Posted by: Adrianne at April 14, 2003 12:08 PM

Adrianne - First of all, the killer is guilty of murder, and nothing absolves him of guilt.



The universal smoking ban is blameworthy in the bounder's death because it removed the killer's most attractive alternatives. Had there been no smoking ban, the killer would likely have gone to a nightclub that didn't bar smoking. If he landed in a no-smoking nightclub by mistake, he might well have found the option of leaving and going to a smoking nightclub preferable to killing the bouncer.



This is basic economic reasoning.
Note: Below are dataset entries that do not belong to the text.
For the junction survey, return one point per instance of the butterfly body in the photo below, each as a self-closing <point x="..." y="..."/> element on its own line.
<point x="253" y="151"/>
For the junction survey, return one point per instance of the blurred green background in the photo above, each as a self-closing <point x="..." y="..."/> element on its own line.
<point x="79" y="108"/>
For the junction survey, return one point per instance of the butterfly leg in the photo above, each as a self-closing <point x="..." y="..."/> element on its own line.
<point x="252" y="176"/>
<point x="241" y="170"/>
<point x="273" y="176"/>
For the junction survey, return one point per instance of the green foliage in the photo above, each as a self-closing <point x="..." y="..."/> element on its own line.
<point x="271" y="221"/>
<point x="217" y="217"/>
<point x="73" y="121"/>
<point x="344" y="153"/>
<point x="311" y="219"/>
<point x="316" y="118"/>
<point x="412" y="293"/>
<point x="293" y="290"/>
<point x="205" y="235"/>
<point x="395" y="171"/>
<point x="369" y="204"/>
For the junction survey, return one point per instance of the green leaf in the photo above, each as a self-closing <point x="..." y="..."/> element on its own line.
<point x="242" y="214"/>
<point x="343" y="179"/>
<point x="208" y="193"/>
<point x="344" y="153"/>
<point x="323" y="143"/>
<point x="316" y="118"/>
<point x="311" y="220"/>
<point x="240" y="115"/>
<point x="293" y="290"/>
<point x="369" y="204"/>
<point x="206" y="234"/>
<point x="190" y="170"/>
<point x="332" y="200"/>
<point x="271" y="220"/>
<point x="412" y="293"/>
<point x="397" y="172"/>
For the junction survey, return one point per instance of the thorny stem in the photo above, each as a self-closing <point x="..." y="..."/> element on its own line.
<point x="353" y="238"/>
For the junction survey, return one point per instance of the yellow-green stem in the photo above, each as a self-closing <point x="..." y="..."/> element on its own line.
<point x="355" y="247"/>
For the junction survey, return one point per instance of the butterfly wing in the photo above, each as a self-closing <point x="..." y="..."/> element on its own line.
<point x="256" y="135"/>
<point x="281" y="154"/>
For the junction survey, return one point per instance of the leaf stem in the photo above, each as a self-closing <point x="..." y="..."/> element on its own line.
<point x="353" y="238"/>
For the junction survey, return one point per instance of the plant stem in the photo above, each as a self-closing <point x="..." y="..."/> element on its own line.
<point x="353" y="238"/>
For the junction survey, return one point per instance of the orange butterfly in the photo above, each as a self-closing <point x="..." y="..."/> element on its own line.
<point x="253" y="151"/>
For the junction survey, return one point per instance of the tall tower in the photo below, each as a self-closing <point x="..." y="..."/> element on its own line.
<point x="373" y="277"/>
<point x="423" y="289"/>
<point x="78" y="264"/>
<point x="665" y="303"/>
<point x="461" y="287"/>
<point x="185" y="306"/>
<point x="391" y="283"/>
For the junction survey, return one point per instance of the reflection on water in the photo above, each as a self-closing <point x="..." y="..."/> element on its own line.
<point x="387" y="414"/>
We can't know the internal preferences of the killer between murder and walking away, but we know that if you make walking away more attractive, he's more likely to do it.



I doubt that many people will die because of the smoking ban. But I do believe that authoritarian intrusions like this turn the culture from negotiation-based to power-based, and this encourages violence. And a thousand laws like the smoking ban have a cumulative effect that is very destructive.

Posted by: pj at April 14, 2003 12:30 PM

pj- Beautifully stated. The abuse of a business owner's property rights and the ability of consumers to choose due to some politician/bureaucrat personal preference is an abuse of the relationship between citizen and representative. It will have implications down the road.

Of course, contemporary Americans no longer seem to care.

The abuse that rights of property and association have taken in this country over the last 50 years is frightening. What's next...?

Posted by: Tom C., Stamford, Ct. at April 14, 2003 3:20 PM

Yeah, why does N.Y. chlorinate its water?



You could add a few drops of bleach after

it comes out of the tap, as you choose.

Posted by: Harry Eagar at April 14, 2003 5:38 PM

Heh, heh. Well, there's not much divergence of opinion among New York water consumers about the benefits of chlorinated water. Those who have a special distaste for chlorine use Britta filters.

Posted by: pj at April 14, 2003 6:43 PM

It happens I spent yesterday working on a

column about chemically treating water.



Public water was first chlorinated in Pola

during a typhoid epidemic in 1896. They

just dumped in bleach from a cloth mill.



Public water was first continuously chlorinated

in Middelkerke, Belgium, in 1902, just over

100 years ago.

Posted by: Harry Eagar at April 14, 2003 9:39 PM

What the heck does chlorinated water have to do with anything? Last time I looked it was a publicly managed system for the benefit of all. Help me out here.

Posted by: Tom C., Stamford, Ct. at April 15, 2003 9:45 AM

Tom - Harry was attempting a reductio ad absurdum: if New York shouldn't impose a universal ban on smoking for public health reasons, then maybe it shouldn't impose a universal ban on germs in drinking water by virtue of mandatory at-source chlorination. Instead, just as it should let private citizens decide smoking, it should let private citizens decide how to treat their water. But that would be absurd.



I replied that the situations aren't comparable. The chlorination of drinking water helps everyone and harms no one, and I'm not aware of any significant opposition to it. The smoking ban, on the other hand, is onerous to smokers.

Posted by: pj at April 15, 2003 12:10 PM

Move here and you'll find plenty of opposition

to chlorination.

Posted by: Harry Eagar at April 16, 2003 12:19 AM

There's another response to Harry's argument:



New York does not bar anyone from de-chlorinating their water, or from buying bottled water. Thus, people are free to choose one or the other. New Yorkers are given no choice, however, in regard to smoking.



Harry - as an economist, I don't take their opposition seriously until they offer to pay Hawaii to cease chlorination. If they won't give up anything to get chlorine-free water, then their opinions are as worthless as those of the Arab street.